Nesse seu livro, Hélder exercita sua memória, trazendo para o tempo presente pessoas com quem se avistou em algum tempo de sua puerilidade. O avô paterno, Pedro, analfabeto, mas poeta criador de repentes; a parteira que o recebeu, Nazaré Dorinha – sua mãe de umbigo; a portadora de deficiência física causada pela “boba” (poliomielite), Dona Dorinha; o homem do teatro de fantoches que não deixava nenhuma criança ter acesso aos bonecos, Joaquim Bonequeiro; a diretora do grupo escolar de Capistrano, uma das poucas moradoras da cidade que em 1970 possuía “televisão”, onde o escritor pôde assistir aos jogos da Copa do Mundo de Futebol, Dona Teresinha.
Em textos curtos, tessitura tradicional para as crônicas, Hélder vai legando para o leitor acesso a personagens de sua puerilidade que emanam de sua memória para novo patamar de existência. Com sensibilidade e sentimento amoroso, suas crônicas são leves, mesmo se o tema em foco não seja de muita alegria, como a abordagem referente a “Dona Isprito”, senhora de idade que ele conheceu quando já debilitada da saúde e que veio a falecer algum tempo depois de tê-la conhecido, fazendo-o guardar na memória sua imagem e sua delicadeza ao tocar-lhe as mãos.

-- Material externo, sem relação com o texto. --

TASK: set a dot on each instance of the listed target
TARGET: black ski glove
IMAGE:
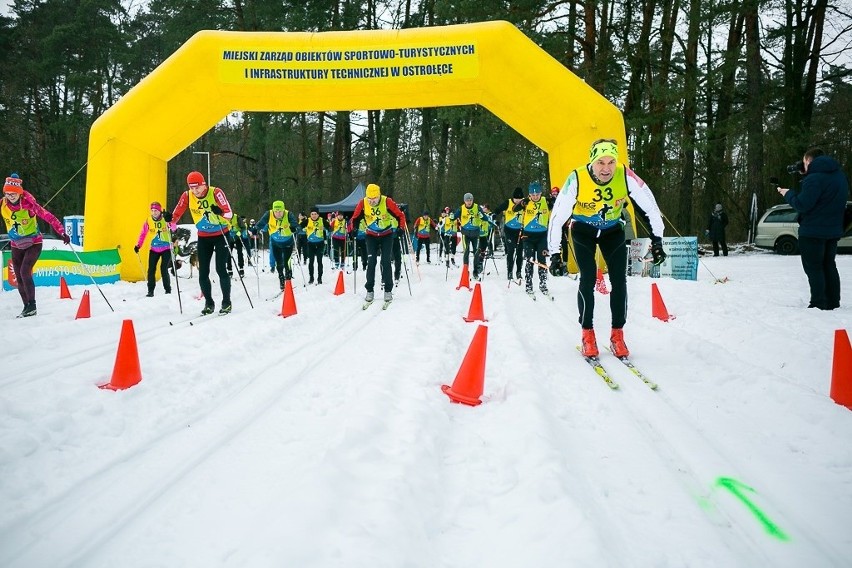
(557, 268)
(658, 254)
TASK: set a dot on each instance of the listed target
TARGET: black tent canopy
(347, 204)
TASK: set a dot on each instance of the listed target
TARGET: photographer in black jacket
(821, 202)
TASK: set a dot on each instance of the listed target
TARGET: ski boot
(616, 343)
(590, 344)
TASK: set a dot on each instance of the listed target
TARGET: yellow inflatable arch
(490, 64)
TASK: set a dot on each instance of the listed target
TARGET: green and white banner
(103, 265)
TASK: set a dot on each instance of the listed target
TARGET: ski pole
(416, 267)
(89, 274)
(233, 262)
(407, 278)
(174, 266)
(301, 270)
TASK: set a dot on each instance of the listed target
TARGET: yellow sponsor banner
(242, 63)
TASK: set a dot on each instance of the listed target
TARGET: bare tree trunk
(718, 171)
(659, 100)
(424, 166)
(318, 149)
(393, 121)
(755, 180)
(690, 110)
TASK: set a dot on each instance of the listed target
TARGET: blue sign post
(74, 228)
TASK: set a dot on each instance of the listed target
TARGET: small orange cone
(658, 307)
(84, 310)
(475, 313)
(600, 283)
(338, 289)
(841, 370)
(64, 294)
(126, 371)
(288, 308)
(467, 386)
(464, 282)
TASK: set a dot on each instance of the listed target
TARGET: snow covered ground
(324, 439)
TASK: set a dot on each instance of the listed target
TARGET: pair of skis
(385, 304)
(599, 369)
(196, 320)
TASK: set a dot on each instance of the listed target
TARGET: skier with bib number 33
(592, 198)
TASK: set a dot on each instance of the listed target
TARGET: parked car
(778, 229)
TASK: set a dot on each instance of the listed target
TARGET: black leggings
(282, 253)
(206, 247)
(23, 261)
(614, 250)
(379, 245)
(165, 259)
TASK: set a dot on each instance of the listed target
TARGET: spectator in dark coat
(716, 230)
(821, 202)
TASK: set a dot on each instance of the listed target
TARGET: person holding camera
(592, 198)
(716, 230)
(820, 202)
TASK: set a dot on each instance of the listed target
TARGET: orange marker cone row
(469, 381)
(476, 313)
(658, 307)
(84, 311)
(339, 289)
(126, 371)
(64, 293)
(841, 370)
(288, 308)
(464, 282)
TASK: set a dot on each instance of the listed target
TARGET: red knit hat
(13, 184)
(194, 179)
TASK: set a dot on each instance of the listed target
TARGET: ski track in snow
(346, 409)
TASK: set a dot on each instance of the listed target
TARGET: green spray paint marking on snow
(737, 488)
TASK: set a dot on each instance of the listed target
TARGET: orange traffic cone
(464, 282)
(841, 370)
(288, 308)
(126, 371)
(84, 310)
(467, 386)
(658, 307)
(476, 312)
(600, 283)
(64, 294)
(338, 289)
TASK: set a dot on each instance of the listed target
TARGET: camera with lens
(797, 168)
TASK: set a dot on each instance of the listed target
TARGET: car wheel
(786, 245)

O poeta e cronista Hélder Pinheiro tece seus textos com palavras que não nos dizem dores, mas que nos transmitem alegria e deslumbramento. Sobre sua avó paterna, Raquel Alves, diz de sua independência financeira, fato que, para a época (casou-se em 1913), denotava sua altivez. Esta característica se projetava de maneiras diferentes para as pessoas: algumas tinham sua atenção, sua predileção, outras nem tanto, ficando-lhe distantes. Essa avó é marcante na memória pelo apego ao trabalho, principalmente em momentos de grande dificuldade e precisão.

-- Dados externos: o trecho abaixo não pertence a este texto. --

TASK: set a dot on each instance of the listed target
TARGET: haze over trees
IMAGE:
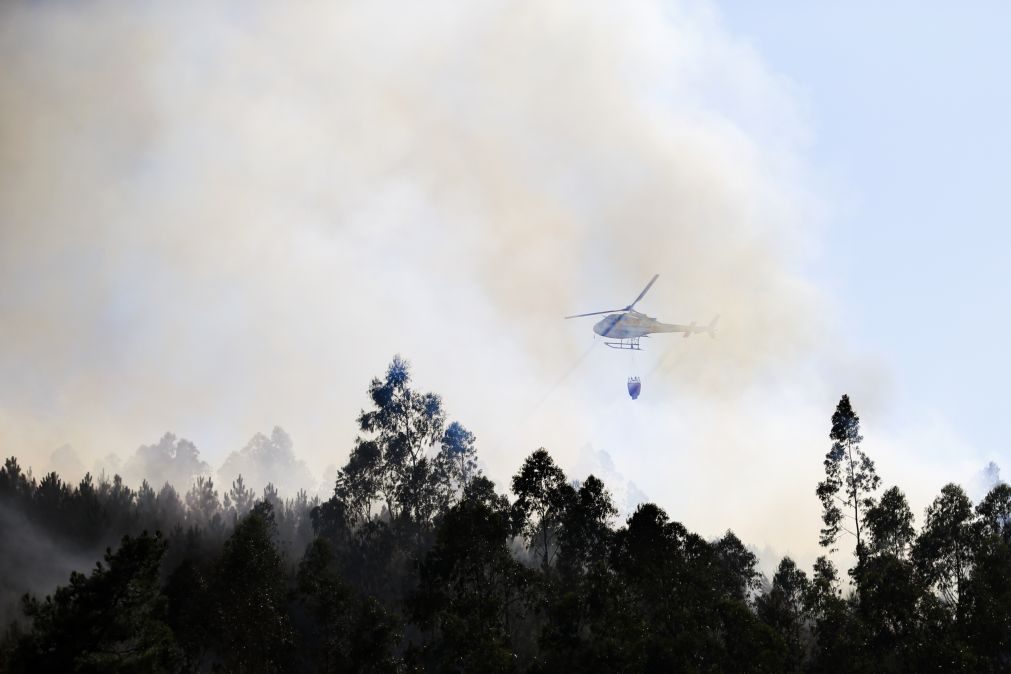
(418, 562)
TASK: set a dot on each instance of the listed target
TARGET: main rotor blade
(644, 290)
(595, 313)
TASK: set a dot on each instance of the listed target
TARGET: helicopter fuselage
(631, 324)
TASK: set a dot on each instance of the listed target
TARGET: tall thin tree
(849, 470)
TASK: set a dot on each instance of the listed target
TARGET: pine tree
(847, 469)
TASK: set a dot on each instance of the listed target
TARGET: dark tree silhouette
(847, 470)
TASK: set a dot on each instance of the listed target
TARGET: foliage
(417, 563)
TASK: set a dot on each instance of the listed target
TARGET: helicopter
(626, 326)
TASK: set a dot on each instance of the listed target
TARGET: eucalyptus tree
(850, 479)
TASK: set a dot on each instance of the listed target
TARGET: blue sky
(909, 106)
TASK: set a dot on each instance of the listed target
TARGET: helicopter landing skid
(632, 344)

São muitas as personagens rememoradas pelo escritor Hélder Pinheiro em seu "O silêncio e o olhar: personagens da minha infância" e todas elas, em cada crônica desenvolvida, são tratadas com sensibilidade, carinho, respeito, amor. “Vovó Irene”, por exemplo, é recordada com o sabor da emoção sentida quando ela, bem idosa, fez-lhe uma “serenata”, tocando teclado unicamente para o neto no apartamento em que moravam.
Aspectos culturais e costumes naturalmente se fazem presentes nos escritos do cronista, uma vez que existimos reproduzindo e produzindo cultura e hábitos. No livro, a crônica “Pão moído II” põe em destaque “a lembrança do pão de milho”, uma outra maneira de se referir ao cuscuz. O despertar dessa lembrança foi causado a partir de uma visita feita a um cunhado de pessoa conhecida e sua vizinha na cidade de Campina Grande; quando chegaram à visitação, o visitado estava no roçado colhendo espigas de milho para fazer canjica – a utilização de milho zarolho acordou na memória o “fazer cuscuz” da infância.

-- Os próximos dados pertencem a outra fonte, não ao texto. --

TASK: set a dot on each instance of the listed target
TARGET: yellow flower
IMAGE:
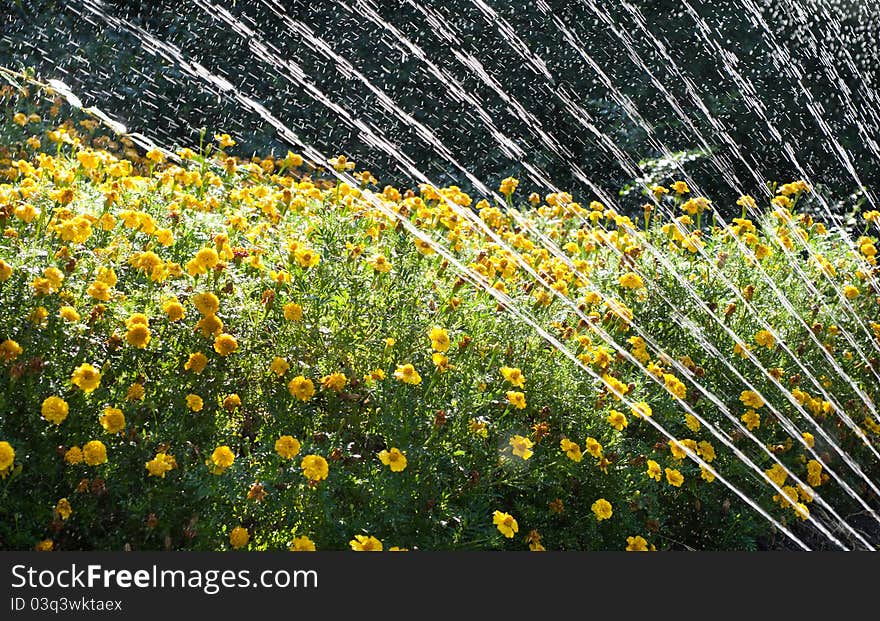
(364, 543)
(302, 544)
(506, 524)
(68, 313)
(135, 392)
(673, 477)
(521, 446)
(155, 155)
(654, 471)
(407, 374)
(508, 186)
(112, 420)
(301, 388)
(617, 420)
(224, 140)
(99, 290)
(7, 458)
(334, 381)
(206, 303)
(221, 459)
(63, 509)
(814, 473)
(394, 459)
(636, 544)
(514, 376)
(287, 447)
(225, 344)
(196, 362)
(631, 280)
(9, 350)
(306, 257)
(315, 467)
(602, 509)
(680, 187)
(54, 409)
(94, 453)
(439, 339)
(751, 399)
(239, 537)
(516, 399)
(571, 449)
(292, 311)
(86, 377)
(641, 409)
(765, 339)
(194, 403)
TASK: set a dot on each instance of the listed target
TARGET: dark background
(830, 47)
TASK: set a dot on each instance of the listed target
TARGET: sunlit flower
(505, 523)
(407, 374)
(674, 477)
(112, 420)
(636, 544)
(239, 537)
(86, 377)
(7, 458)
(302, 544)
(365, 543)
(315, 467)
(516, 399)
(521, 446)
(617, 420)
(514, 376)
(196, 362)
(602, 509)
(54, 409)
(221, 459)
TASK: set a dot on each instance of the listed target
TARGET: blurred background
(740, 92)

Sua vivência como professor de literatura – Hélder, destaco, é professor de reconhecida excelência! –, se pode constatar ao se ler “Um verso sobre rosas”, em que relembra satisfeito pedido feito por amiga para que lhe informasse ‘um ou mais versos sobre rosas’, fato que o levou a “navegar” novamente por livros de poemas de autores de sua predileção – Vinicius de Moraes e Carlos Drummond de Andrade entre eles, além da festejadíssima Cecília Meireles. A procura de poemas em benefício do atendimento à amiga foi período de profunda satisfação, uma espécie de despertar no espírito sensações extremamente positivas e felizes.
Já me alongo e concluo esse meu escrito referindo-me à crônica “O silêncio e o olhar” – que também dá título ao livro. Nessa crônica, Hélder evidencia momentos seus olhando e sendo olhado por sua mãe, D. Denise, quando ela, já bem idosa, foi deixando de falar. O filho, nos encontros com a mãe, então, experiencia o silêncio dela e o olhar que não conseguia traduzir: “... segura nossa mão com força e nos olha de um modo que daria tudo pra decifrar, um pouquinho que fosse. Contento-me em fitar seus olhos, tentar ouvir e dizer algo que nem mesmo sei. Um ficar ali olhando e sendo olhado”. É um texto de altíssima sensibilidade, a experiência do amor tonificado no encontro do olhar de mãe e filho. Duas histórias de vida amalgamadas no silêncio inevitável. Concluo, copiando a frase final da crônica:
“Agora é o silêncio e o olhar. E a nossa perplexidade.”